Weird slavery reference yanked from Bachmann pledge

But the social conservative "Marriage Vow" still contains a promise to protect women from porn and promiscuity

Topics: 2012 Elections, War Room, Michele Bachmann, R-Minn.,

Weird slavery reference yanked from Bachmann pledgeFILE - Republican presidential candidate, Rep. Michele Bachmann, R-Minn. speaks in Charleston, S.C., in this photo taken June 29, 2011. Facing a Thursday deadline to report quarterly fundraising, Republican presidential hopefuls make final-hour pitches for contributions that will be an early measurement of their campaign's strength _ or potential weakness. Former Massachusetts Gov. Mitt Romney is expected to report the largest haul.(AP Photo/Alice Keeney)(Credit: AP)

That bizarre reference to slavery — and how African-American families were better off in the antebellum South than they are today under President Obama — has now been removed from an Iowa social conservative pledge signed by Michele Bachmann.

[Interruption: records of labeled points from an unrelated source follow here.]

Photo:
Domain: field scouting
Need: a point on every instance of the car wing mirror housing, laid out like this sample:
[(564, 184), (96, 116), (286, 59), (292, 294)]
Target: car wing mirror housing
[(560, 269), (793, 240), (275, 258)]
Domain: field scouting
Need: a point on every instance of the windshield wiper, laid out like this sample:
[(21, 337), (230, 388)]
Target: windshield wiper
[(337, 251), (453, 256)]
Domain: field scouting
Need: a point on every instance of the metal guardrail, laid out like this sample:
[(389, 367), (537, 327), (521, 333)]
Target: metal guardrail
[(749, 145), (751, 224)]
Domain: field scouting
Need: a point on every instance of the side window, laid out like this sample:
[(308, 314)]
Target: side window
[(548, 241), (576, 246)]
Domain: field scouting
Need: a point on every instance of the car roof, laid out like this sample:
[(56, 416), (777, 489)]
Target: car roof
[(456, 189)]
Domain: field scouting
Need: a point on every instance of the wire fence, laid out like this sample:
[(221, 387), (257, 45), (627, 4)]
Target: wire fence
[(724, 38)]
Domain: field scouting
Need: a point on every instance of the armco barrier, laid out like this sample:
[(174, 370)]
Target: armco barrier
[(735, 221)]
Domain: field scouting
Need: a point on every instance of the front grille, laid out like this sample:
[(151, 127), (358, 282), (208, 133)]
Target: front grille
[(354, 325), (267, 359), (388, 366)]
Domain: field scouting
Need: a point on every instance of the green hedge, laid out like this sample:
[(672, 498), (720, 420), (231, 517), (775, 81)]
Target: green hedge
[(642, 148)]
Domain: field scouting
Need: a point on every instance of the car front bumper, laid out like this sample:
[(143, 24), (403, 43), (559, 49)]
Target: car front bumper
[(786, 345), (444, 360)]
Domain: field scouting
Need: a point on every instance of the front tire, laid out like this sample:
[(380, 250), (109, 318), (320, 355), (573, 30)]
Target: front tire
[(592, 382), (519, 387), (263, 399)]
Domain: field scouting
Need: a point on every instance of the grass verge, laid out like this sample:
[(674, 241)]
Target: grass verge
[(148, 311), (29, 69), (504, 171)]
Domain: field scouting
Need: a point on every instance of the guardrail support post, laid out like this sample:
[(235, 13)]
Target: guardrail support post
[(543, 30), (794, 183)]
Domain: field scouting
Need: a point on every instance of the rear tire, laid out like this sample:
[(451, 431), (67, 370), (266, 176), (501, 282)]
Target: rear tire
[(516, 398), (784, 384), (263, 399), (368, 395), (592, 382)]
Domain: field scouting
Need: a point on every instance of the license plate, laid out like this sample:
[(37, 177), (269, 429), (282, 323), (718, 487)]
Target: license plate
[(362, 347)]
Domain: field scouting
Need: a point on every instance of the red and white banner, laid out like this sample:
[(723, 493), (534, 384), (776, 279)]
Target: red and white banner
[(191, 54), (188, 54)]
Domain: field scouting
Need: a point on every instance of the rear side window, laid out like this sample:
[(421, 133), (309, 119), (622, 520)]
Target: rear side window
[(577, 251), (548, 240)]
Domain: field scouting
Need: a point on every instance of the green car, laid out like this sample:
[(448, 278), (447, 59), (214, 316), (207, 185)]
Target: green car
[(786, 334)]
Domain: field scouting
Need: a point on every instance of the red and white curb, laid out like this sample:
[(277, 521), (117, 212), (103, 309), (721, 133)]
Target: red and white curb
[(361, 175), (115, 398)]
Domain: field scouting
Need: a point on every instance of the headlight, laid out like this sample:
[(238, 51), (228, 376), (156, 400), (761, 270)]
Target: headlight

Politico reports that the group that put out the Marriage Vow pledge, the Family Leader, apologized for “any negative feelings this has caused” and that, “after careful deliberation and wise insight and input from valued colleagues we deeply respect, we agree that the statement referencing children born into slavery can be misconstrued, and such misconstruction can detract from the core message of the Marriage Vow: that ALL of us must work to strengthen and support families and marriages between one woman and one man.”

To understand why this pledge is a big deal in Iowa, it’s important to know that the Family Leader is a vehicle for its executive director, a man named Bob Vander Plaats. In the 2010 Republican gubernatorial primary, Vander Plaats ran a campaign centered on rolling back same-sex marriage, and he finished in second place with an impressive 41 percent of the vote. (He has also called homosexuality “a public health risk.”)

Perhaps more interesting than what got yanked from the Family Leader pledge — signed by Bachmann and also committed to by Rick Santorum — is what remains in it.

There is still the paternalistic promise to protect women (but not men) from pornography and slutiness:



Humane protection of women and the innocent fruit of conjugal intimacy – our next generation of American children – from human trafficking, sexual slavery, seduction into promiscuity, and all forms of pornography and prostitution, infanticide, abortion and other types of coercion or stolen innocence.

And there is still the bizarre reference to “Sharia Islam”:

Rejection of Sharia Islam and all other anti-woman, anti-human rights forms of totalitarian control.

“Sharia Islam” — which would be translated as “Islamic law Islam” — is a phrase that betrays the level of knowledge the authors of the pledge bring to the issue.